Monday, 28 Zulqaidah 1443 / 27 June 2022

Belgia Jadi Negara Pertama yang Terapkan Karantina 21 Hari untuk Penderita Cacar Monyet

Senin 23 May 2022 14:31 WIB

Rep: Adysha Citra Ramadani/ Red: Reiny Dwinanda

 Foto dari mikroskop elektron yang dipasok Pengendalian dan Pencegahan Penyakit pada 2003 memperlihatkan virus monkeypox penyebab cacar monyet. Belgia menerapkan aturan karantina 21 hari untuk penderita cacar monyet.

Foto dari mikroskop elektron yang dipasok Pengendalian dan Pencegahan Penyakit pada 2003 memperlihatkan virus monkeypox penyebab cacar monyet. Belgia menerapkan aturan karantina 21 hari untuk penderita cacar monyet.

Foto: Cynthia S. Goldsmith, Russell Regner/CDC via
Belgia telah mengidentifikasi tiga kasus cacar monyet terkait Darklands Festival.

REPUBLIKA.CO.ID, JAKARTA -- Belgia menjadi negara pertama yang memberlakukan karantina untuk kasus cacar monyet. Peraturan ini diterapkan setelah Belgia mengidentifikasi tiga kasus cacar monyet yang berkaitan dengan penyelenggaraan Darklands Festival.

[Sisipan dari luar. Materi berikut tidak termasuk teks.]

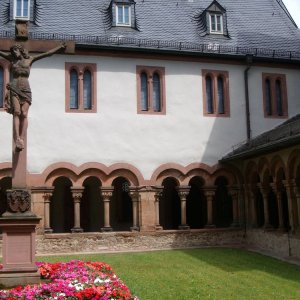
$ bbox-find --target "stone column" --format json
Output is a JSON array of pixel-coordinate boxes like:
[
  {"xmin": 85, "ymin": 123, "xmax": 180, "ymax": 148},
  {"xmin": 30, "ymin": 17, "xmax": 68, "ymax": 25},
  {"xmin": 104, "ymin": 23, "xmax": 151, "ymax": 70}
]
[
  {"xmin": 154, "ymin": 186, "xmax": 163, "ymax": 230},
  {"xmin": 176, "ymin": 185, "xmax": 191, "ymax": 230},
  {"xmin": 294, "ymin": 183, "xmax": 300, "ymax": 231},
  {"xmin": 257, "ymin": 183, "xmax": 272, "ymax": 229},
  {"xmin": 43, "ymin": 189, "xmax": 53, "ymax": 233},
  {"xmin": 204, "ymin": 187, "xmax": 216, "ymax": 228},
  {"xmin": 100, "ymin": 186, "xmax": 114, "ymax": 231},
  {"xmin": 270, "ymin": 183, "xmax": 284, "ymax": 230},
  {"xmin": 71, "ymin": 187, "xmax": 83, "ymax": 233},
  {"xmin": 129, "ymin": 187, "xmax": 140, "ymax": 231},
  {"xmin": 229, "ymin": 187, "xmax": 240, "ymax": 227},
  {"xmin": 282, "ymin": 180, "xmax": 297, "ymax": 231}
]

Darklands Festival merupakan sebuah acara yang mendorong para pengunjungnya untuk mengeksplorasi seksualitas mereka dan mengembangkan minat terhadap beragam fetish secara aman. Festival ini berlangsung selama empat hari di Antwerp.

Baca Juga

"Hal yang beralasan untuk mengasumsikan bahwa virus (monkeypox) dibawa oleh pengunjung dari luar negeri ke festival," ungkap tim penyelenggara, seperti dilansir The Sun, Senin (23/5/2022).

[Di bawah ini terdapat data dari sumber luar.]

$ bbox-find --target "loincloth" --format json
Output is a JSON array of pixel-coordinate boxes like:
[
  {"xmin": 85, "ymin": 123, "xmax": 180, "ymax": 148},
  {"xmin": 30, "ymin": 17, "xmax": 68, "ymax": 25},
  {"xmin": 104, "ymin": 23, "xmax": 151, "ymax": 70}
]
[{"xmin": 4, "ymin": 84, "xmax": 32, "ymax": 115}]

Berdasarkan aturan baru yang diterapkan, warga Belgia yang terkena cacar monyet wajib menjalani karantina. Karantina ini harus dilakukan selama 21 hari.

Bila mengenai orang dewasa, virus monkeypox biasanya menyebabkan penyakit cacar monyet yang relatif ringan. Namun, masalah ini tetap perlu diwaspadai karena penyakit cacar monyet bisa menjadi lebih berat bila mengenai individu dewasa dengan kondisi tertentu dan anak-anak. Seorang anak di Inggris bahkan harus menjalani perawatan di ruang intensif setelah terinfeksi virus monkeypox.

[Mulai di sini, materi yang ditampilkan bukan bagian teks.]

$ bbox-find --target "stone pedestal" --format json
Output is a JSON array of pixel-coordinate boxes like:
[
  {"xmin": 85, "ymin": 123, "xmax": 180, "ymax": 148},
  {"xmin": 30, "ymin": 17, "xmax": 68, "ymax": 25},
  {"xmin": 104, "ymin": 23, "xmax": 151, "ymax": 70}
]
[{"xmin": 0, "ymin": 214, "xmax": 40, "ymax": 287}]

"Individu tertentu lebih berisiko mengalami sakit berat, termasuk individu dengan gangguan imun dan anak kecil," jelas dr Susan Hopkins.

Penyakit cacar monyet sebenarnya bukan penyakit yang baru. Akan tetapi, dr Hopkins menilai, kasus cacar monyet yang terjadi saat ini berbeda dibandingkan kasus-kasus sebelumnya.

"Kita perlu mempelajari banyak hal mengenai penyakit ini dalam beberapa pekan ke depan," kata dr Hopkins.

Per Jumat lalu, ada 20 kasus cacar monyet yang telah terdeteksi di Inggris. Beberapa negara lain, seperti Spanyol, Portugal, dan Afrika Tengah juga turut melaporkan adanya wabah cacar monyet.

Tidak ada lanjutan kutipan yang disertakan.